El contexto de debilidad española
La resolución no surge en el vacío. El gobierno de Pedro Sánchez ha hecho del enfrentamiento con la Casa Blanca una seña de identidad: condena reiterada a Israel, rechazo a la intervención militar en Irán y negativa a elevar el gasto en defensa al 5% del PIB. Este distanciamiento ha sido aprovechado por Marruecos, que ha consolidado su alianza con Israel y Estados Unidos. Un artículo del digital israelí Ynet Global apunta incluso a que Netanyahu podría ayudar a Rabat a “recuperar su norte”, es decir, Ceuta y Melilla. La debilidad diplomática española se combina con un creciente activismo marroquí respaldado desde Washington.
Argumentos históricos frente a realpolitik
Los defensores de la españolidad de Ceuta y Melilla esgrimen datos históricos irrefutables: Ceuta es española desde 1640 y cristiana desde 1415, mientras que Melilla es una fortaleza cristiana desde 1497, ambas anteriores a la existencia de Marruecos como estado unificado. Sin embargo, como señalan los analistas más escépticos, los territorios no se controlan por derecho histórico, sino por capacidad de defensa y voluntad política. La inclusión de las ciudades autónomas en el listado del Comité Especial de Descolonización de la ONU sería un primer paso hacia su pérdida sin disparar un solo tiro. La política exterior basada en la “legalidad internacional” se vuelve contra España cuando esa legalidad la dictan sus adversarios.
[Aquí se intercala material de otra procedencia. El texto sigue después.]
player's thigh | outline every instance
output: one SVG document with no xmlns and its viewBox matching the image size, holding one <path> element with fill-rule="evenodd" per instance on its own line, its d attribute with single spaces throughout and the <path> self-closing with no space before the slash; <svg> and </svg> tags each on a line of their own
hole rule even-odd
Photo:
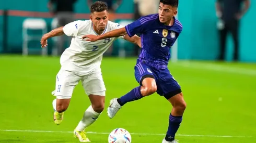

Consecuencias económicas y estratégicas
Ceuta y Melilla son, pese a su baja renta per cápita y alto paro, mucho más ricas que las regiones marroquíes vecinas. Si pasaran a soberanía marroquí, su PIB se dividiría por siete, según estimaciones del propio debate. Pero la cuestión va más allá de lo económico: perder el control del Estrecho de Gibraltar sería un golpe estratégico de primer orden. En el escenario actual, China observa con interés, y algunos analistas sugieren que una alianza con Pekín podría equilibrar la presión estadounidense. Sin embargo, la falta de una política exterior autónoma y la dependencia de la UE dejan a España en una posición incómoda.
Lo que ningún análisis termina de explicar es si la alianza entre Israel, Marruecos y Estados Unidos tiene la voluntad y los medios para materializar estas pretensiones, o si, como en otras ocasiones, todo quedará en una declaración sin efectos prácticos. La historia reciente del Sáhara Occidental sugiere que las palabras pueden convertirse en hechos cuando el contexto lo permite. Y el contexto actual es el más favorable para Rabat en décadas.